Hechos, 20, 17-27
Sal. 67
Jn. 17, 1-11
Sal. 67
Jn. 17, 1-11
‘Padre, ha llegado la hora, glorifica a tu Hijo, para que tu Hijo te glorifique y, por el poder que Tú le has dado sobre toda carne, dé la vida eterna a lo que le confiaste…’
He llegado la hora… Es el comienzo de la llamada oración sacerdotal de Jesús en la última cena. En el evangelio de Juan se repite esta expresión. Cuando María le pide a Jesús su intervención en la bodas de Caná ‘porque no tienen vino’, la respuesta de Jesús fue ‘aún no ha llegado mi hora…’ aunque al final realiza el signo.
Pero cuando se va acercando el momento de su pasión vuelve a aparecer la expresión. Fue ya después de la entrada de Jesús en Jerusalén. Hablaba Jesús a las gentes en el templo. Siente la inminencia de todo lo que va a suceder y casi como un adelanto de lo que sería su agonía en el Huerto de Getsemaní Jesús exclama: ‘Ha llegado la hora de que sea glorificado el Hijo del Hombre… Ahora mi alma está agitada, y ¿qué diré?: Padre, líbrame de esta hora. Pero si por esto he venido, para esta hora. Padre, glorifica tu nombre’.
Será cuando el evangelista Juan comience el relato de la Última Cena cuando de nuevo volverá a aparecer la expresión. ‘Antes de la fiesta de la Pascua, sabiendo Jesús que había llegado la hora de pasar de este mundo al Padre, habiendo amado a los suyos que estaban en el mundo, los amó hasta el extremo…’ Es el comienzo de la pasión y de la entrega. Es la hora del amor.
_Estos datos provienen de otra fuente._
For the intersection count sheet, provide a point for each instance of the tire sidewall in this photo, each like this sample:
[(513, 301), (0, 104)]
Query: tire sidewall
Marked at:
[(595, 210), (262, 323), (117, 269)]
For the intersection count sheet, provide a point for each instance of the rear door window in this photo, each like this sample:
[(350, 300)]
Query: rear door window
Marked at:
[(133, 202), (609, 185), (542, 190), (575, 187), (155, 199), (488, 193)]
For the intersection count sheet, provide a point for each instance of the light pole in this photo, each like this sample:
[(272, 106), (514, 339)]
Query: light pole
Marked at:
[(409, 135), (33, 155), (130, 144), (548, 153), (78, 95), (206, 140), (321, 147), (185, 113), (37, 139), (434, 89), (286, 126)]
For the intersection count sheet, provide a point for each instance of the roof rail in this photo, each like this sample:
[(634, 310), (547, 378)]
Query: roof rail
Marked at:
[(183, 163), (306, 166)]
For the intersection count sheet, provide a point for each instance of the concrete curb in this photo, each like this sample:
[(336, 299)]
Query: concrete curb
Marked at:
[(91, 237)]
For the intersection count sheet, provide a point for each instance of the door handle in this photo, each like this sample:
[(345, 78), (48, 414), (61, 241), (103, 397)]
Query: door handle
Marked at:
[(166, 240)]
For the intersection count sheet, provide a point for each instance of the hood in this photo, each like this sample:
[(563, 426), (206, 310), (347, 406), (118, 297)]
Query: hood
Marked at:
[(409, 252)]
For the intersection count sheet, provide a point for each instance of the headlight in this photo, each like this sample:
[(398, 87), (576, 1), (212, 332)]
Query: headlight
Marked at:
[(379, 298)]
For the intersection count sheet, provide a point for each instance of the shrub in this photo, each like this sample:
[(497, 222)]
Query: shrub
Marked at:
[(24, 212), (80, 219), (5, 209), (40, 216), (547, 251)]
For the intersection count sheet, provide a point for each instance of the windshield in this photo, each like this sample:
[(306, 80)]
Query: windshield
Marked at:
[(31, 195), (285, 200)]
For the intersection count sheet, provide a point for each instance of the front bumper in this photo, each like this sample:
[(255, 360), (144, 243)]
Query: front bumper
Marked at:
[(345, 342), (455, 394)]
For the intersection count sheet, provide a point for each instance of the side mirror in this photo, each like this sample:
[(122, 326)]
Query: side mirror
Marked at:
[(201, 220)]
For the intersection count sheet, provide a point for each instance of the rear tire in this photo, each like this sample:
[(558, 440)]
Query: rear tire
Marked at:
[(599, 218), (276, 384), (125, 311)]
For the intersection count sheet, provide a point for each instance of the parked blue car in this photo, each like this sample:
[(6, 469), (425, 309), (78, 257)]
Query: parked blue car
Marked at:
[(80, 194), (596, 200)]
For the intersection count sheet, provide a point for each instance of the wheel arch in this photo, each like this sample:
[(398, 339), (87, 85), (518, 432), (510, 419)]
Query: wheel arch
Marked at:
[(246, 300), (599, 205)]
Es la hora en que Cristo será glorificado para que también se manifieste la gloria de Dios. La pasión de Cristo en la cruz es la hora de la gloria, aunque para el no creyente pudiera parecer un sin sentido.
Es la hora en que Cristo nos va a dar vida eterna. ‘…dé la vida eterna a los que Tú me diste…’ Y ¿en qué consiste esa vida eterna? ‘Esta es la vida eterna: que te conozcan a ti, único Dios verdadero, y a tu enviado, Jesucristo’. El conocimiento de Dios Padre y nuestra fe en Jesús. ‘Yo les he comunicado las palabras que Tú me diste, y ellos las han recibido, y han conocido verdaderamente que yo salí de Ti, y han creído que Tú me has enviado’.
Es lo que Pablo predica y anuncia, como hemos escuchado en el texto de los Hechos de los Apóstoles. Pablo va ya de regreso a Jerusalén en su tercer viaje apostólico y desde Mileto llama a los presbíteros de la Iglesia de Éfeso. Mileto está cercano al mar en la ruta que hace el barco que le lleva a Jerusalén y era más fácil que vinieran los presbíteros de Éfeso. Esto suena a despedida que escuchamos hoy y completaremos mañana.
Recuerda el apóstol su tarea y su esfuerzo en el que ha puesto toda su vida. ‘Sabéis que no he ahorrado medio alguno, que he predicado y enseñado en público y en privado, insistiendo a judíos y griegos a que se conviertan y crean en nuestro Señor Jesús’. Su preocupación es ‘completar mi carrera y cumplir el encargo que me dio el Señor Jesús, ser testigo del Evangelio que es la gracia de Dios’.
Ahora ‘forzado por el Espíritu va a Jerusalén’, presintiendo lo que le espera, ‘cárceles y luchas’. Pero Pablo se deja conducir por el Espíritu del Señor. Lo que nosotros tenemos que aprender. Es el Espíritu el que nos guía y nos santifica, el que nos habla en el corazón y nos señala los caminos del Señor, el que es nuestra fuerza para nuestras luchas y el fuego divino que nos llevará a ser testigos y dar testimonio de nuestra fe con toda valentía, el que nos hace creer en Jesús y convertirnos de verdad a El, el que nos inunda de vida divina y el que nos hace hijos de Dios.
En esta semana en que nos preparamos para la celebración de Pentecostés tengamos en cuenta lo que hemos pedido hoy en la oración litúrgica. Que el Espíritu Santo ‘haciendo morada en nosotros, nos convierta en templos de su gloria’. Recordemos cómo hemos sido ungidos en el Bautismo para hacernos morada de Dios y templos de su Espíritu.